Procedures for Preparing Datasets for Analysis and for Transmission to the Department of Biostatistics | NEW Data Sharing

Data must be in a rectangular format with one observation or subject per row. If data are in a spreadsheet, there should be only one array per sheet. Usually, all the data can be combined into one array using the guidelines below.

Basic data guidelines

  1. Think through the analysis before collecting any data.
  2. Give each column a unique, simple, 1-word name, with no spaces, beginning with a letter, and place this name in the first row. There should be no parentheses or special characters in the variable names. You can use camel case to make them easier to read. For example, "tumorChar" for "tumor characteristic," or "estrogenSymp" for "estrogen symptoms."
  3. Put only one variable in a column. Do not combine variables in the same column.
  4. Enter each patient (or unit of analysis) on a separate line (row), beginning on the second line (the row after the column names). If patients are observed multiple times and you want a longitudinal analysis, you most likely need to use a separate row for each observation of a patient. Guidance from a statistician before collecting data is recommended especially in this case.
  5. Enter quantitative data as numbers. Avoid entering letters, words, string variables (e.g.,NA, 22%, <3.6), or anything that resembles a cartoon curse word, @#&*%,. A computer will have to be able to read this. In Excel, all columns with quantities should be formatted as numbers or dates (not as general or text).
  6. Do not enter nominal or binary data using numbers. (For example no=0 and yes=1) This way, the information is contained in the data and does not require a data dictionary. Before collecting the data, decide on the possible answer choices. You can set this up in redCap as a dropdown list or with radio buttons. In excel, you can set up a dropdown list. Make sure the answer choices are always entered consistently, including any capitalization. R statistical software can handle these values.
  7. Give each research participant or patient a unique case number (1,2,3, etc.)- in the first column. Delete patient name, SS#, MR#, and any identifying information before sending it to a statistician. Always save the spreadsheet with a password.
  8. Enter cases and controls in the same spreadsheet. Use one variable to define the control group For example, call the variable "group," and use the values "case" and "control" or "drug A" and "drug B".
  9. Quantify. Enter continuous measurements when possible. If you decide to categorize later it will be possible, but if you only collect categories, it will be impossible to decide to use the original measurements later.
  10. Plan in advance how you will record missing values. Be consistent. An example would be leaving all missing values blank or entering "NA" for missing values.
  11. Try to design your spreadsheet or database so that it does not rely on an elaborate data dictionary or system to understand. However, if you have a very large number of variables or very complex data, you may need to use variable naming conventions, in which case you should have a separate file that explains this.
  12. Have a biostatistician review the coding before data entry and again after the first 10 patients have been entered. We love helping on the front end because it helps avoid problems later.
  13. See here for some great ideas about data preparation.

Preferred Dataset Formats

  • R .rda files composed of a data frame object.
  • Comma separated variables with field names in one row and optionally with long field labels (descriptions) in another row. These are desired over .xls because they don't require intermediate steps of converting.
  • Spreadsheets, formatted as described under comma separated variables
The following two formats are desirable because they facilitate transmission of variable labels (long variable names) and value labels (definitions for coded variables).
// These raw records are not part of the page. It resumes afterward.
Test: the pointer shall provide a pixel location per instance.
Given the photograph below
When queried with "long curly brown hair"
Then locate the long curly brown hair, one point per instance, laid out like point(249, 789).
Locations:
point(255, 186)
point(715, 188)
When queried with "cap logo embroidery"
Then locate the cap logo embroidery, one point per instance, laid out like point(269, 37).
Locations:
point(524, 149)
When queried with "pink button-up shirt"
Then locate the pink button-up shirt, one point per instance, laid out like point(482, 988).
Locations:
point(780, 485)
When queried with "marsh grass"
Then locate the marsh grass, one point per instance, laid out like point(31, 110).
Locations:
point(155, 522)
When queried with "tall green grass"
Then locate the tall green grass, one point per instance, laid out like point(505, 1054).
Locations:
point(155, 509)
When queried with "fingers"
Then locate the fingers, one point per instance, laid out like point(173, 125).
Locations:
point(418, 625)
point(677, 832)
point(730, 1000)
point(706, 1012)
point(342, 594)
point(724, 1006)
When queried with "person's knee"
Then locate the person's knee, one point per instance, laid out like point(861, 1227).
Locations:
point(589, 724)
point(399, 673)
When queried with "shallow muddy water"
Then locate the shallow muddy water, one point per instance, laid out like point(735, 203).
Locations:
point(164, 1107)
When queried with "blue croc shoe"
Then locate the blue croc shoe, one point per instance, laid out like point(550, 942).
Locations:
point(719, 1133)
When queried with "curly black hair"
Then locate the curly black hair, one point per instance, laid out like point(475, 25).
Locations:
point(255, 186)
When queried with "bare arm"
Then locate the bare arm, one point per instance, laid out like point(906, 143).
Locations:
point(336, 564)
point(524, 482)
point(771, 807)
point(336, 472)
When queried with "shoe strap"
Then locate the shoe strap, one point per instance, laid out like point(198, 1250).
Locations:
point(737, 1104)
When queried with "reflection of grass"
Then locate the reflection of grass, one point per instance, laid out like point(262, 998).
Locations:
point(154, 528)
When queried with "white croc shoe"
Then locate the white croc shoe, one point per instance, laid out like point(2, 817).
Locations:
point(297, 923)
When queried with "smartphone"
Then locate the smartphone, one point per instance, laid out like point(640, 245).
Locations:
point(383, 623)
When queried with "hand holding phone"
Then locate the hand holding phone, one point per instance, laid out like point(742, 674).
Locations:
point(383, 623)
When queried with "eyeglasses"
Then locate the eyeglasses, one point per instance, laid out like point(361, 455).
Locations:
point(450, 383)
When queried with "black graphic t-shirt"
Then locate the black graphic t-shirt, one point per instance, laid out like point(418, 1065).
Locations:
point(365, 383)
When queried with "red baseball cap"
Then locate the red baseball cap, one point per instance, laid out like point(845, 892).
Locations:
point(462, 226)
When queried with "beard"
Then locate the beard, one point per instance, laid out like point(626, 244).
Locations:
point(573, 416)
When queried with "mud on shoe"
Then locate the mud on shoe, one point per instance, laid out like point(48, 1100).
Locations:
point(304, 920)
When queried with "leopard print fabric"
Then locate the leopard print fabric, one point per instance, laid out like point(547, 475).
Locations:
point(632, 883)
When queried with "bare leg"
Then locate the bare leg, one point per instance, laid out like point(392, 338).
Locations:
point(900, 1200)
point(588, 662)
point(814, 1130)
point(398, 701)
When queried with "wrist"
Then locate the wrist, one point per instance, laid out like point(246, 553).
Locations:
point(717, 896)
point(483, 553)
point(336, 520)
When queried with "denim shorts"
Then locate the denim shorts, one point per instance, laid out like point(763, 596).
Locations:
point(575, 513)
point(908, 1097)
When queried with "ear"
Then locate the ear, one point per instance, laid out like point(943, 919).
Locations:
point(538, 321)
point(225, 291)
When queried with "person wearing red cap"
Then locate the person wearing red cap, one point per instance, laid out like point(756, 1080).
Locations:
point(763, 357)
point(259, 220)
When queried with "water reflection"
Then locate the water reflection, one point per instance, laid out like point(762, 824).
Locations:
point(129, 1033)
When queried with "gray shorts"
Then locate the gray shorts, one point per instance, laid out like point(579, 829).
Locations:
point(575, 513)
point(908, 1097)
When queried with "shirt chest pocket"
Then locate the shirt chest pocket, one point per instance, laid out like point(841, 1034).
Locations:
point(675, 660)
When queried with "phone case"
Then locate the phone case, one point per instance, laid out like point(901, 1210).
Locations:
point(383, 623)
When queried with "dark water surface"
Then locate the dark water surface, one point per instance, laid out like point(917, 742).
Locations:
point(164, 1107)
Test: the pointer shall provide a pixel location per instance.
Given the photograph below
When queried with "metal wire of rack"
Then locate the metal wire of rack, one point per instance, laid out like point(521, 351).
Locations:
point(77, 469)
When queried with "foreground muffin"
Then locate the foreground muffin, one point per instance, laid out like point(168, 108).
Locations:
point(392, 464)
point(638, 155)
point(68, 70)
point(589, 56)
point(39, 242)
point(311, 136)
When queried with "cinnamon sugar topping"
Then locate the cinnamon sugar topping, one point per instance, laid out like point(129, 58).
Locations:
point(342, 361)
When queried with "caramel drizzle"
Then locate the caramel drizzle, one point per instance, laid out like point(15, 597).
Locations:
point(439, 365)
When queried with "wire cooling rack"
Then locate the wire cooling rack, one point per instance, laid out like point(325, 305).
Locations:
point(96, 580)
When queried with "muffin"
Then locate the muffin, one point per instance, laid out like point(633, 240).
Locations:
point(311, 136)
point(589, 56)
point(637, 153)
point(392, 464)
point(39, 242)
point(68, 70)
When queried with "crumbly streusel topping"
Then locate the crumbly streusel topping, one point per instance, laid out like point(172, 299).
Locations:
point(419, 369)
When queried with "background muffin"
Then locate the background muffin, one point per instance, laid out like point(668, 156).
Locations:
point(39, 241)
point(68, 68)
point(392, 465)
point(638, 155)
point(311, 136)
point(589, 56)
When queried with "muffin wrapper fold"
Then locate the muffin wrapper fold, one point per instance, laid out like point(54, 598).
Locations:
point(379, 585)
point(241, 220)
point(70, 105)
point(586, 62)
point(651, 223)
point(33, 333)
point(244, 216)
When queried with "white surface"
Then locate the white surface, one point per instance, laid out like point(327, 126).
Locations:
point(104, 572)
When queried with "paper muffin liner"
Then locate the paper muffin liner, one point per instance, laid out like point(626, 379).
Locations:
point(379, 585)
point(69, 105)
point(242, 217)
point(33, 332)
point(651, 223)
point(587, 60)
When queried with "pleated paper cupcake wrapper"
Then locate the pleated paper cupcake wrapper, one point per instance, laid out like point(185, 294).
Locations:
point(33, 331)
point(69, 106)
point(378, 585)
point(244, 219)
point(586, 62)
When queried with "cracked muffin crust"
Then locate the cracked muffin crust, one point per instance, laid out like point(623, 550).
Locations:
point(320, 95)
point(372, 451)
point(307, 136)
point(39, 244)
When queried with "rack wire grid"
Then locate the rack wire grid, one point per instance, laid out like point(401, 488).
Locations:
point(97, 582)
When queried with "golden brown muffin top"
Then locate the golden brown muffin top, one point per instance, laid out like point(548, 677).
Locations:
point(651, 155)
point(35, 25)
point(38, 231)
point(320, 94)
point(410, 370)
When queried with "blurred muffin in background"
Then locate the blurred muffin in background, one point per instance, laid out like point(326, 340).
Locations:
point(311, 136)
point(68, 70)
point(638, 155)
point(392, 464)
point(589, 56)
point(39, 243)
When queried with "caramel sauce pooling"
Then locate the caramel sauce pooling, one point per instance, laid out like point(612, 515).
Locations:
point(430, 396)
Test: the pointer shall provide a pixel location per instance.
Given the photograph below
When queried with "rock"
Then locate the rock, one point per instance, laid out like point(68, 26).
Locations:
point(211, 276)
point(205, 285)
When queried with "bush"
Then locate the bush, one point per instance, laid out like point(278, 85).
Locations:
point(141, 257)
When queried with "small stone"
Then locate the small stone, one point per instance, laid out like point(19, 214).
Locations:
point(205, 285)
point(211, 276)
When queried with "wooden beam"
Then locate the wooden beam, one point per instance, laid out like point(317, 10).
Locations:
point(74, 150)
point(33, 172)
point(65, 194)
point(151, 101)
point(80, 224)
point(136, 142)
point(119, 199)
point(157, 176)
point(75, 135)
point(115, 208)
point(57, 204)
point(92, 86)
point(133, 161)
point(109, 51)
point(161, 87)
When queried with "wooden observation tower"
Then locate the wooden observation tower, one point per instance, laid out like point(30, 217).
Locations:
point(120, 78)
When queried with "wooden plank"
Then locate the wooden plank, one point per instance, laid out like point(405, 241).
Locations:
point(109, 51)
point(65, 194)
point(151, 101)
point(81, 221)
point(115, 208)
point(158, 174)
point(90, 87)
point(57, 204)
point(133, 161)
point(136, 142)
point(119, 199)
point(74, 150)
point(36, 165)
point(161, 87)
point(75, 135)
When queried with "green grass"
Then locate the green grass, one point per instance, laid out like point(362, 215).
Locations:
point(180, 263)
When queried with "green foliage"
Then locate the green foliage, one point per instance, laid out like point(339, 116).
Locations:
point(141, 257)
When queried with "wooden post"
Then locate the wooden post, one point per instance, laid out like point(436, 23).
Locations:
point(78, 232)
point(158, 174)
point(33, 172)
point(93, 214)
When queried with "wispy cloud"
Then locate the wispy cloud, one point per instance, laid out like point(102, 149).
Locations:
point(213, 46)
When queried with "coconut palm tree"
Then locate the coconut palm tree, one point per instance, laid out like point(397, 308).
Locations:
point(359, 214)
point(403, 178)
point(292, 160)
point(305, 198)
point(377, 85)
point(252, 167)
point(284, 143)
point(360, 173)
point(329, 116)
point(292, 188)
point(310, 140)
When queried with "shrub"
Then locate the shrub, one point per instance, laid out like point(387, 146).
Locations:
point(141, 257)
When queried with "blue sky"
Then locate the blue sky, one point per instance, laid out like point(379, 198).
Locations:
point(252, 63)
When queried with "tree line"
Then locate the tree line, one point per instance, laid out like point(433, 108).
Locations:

Preferred Method for Transmitting Datasets to the Department of Biostatistics

Stata and SPSS files can be read into R using the functions stata.get and spss.get in the Hmisc package. These functions have many options. stata.get automatically senses date variables. With spss.get you can specify a list of variables to be converted to dates in R.

For Department members: Stat/Transfer runs under Windows or Linux and can convert any SAS binary format to Stata to import into R.

Example Spreadsheets | Dallal's Notes

  • Spreadsheet from Heaven: Excel spreadsheet to demonstrate the proper way of entering data for a clinical research project.

  • Spreadsheet from hell: Excel spreadsheet to demonstrate improper ways of entering data for a clinical research project.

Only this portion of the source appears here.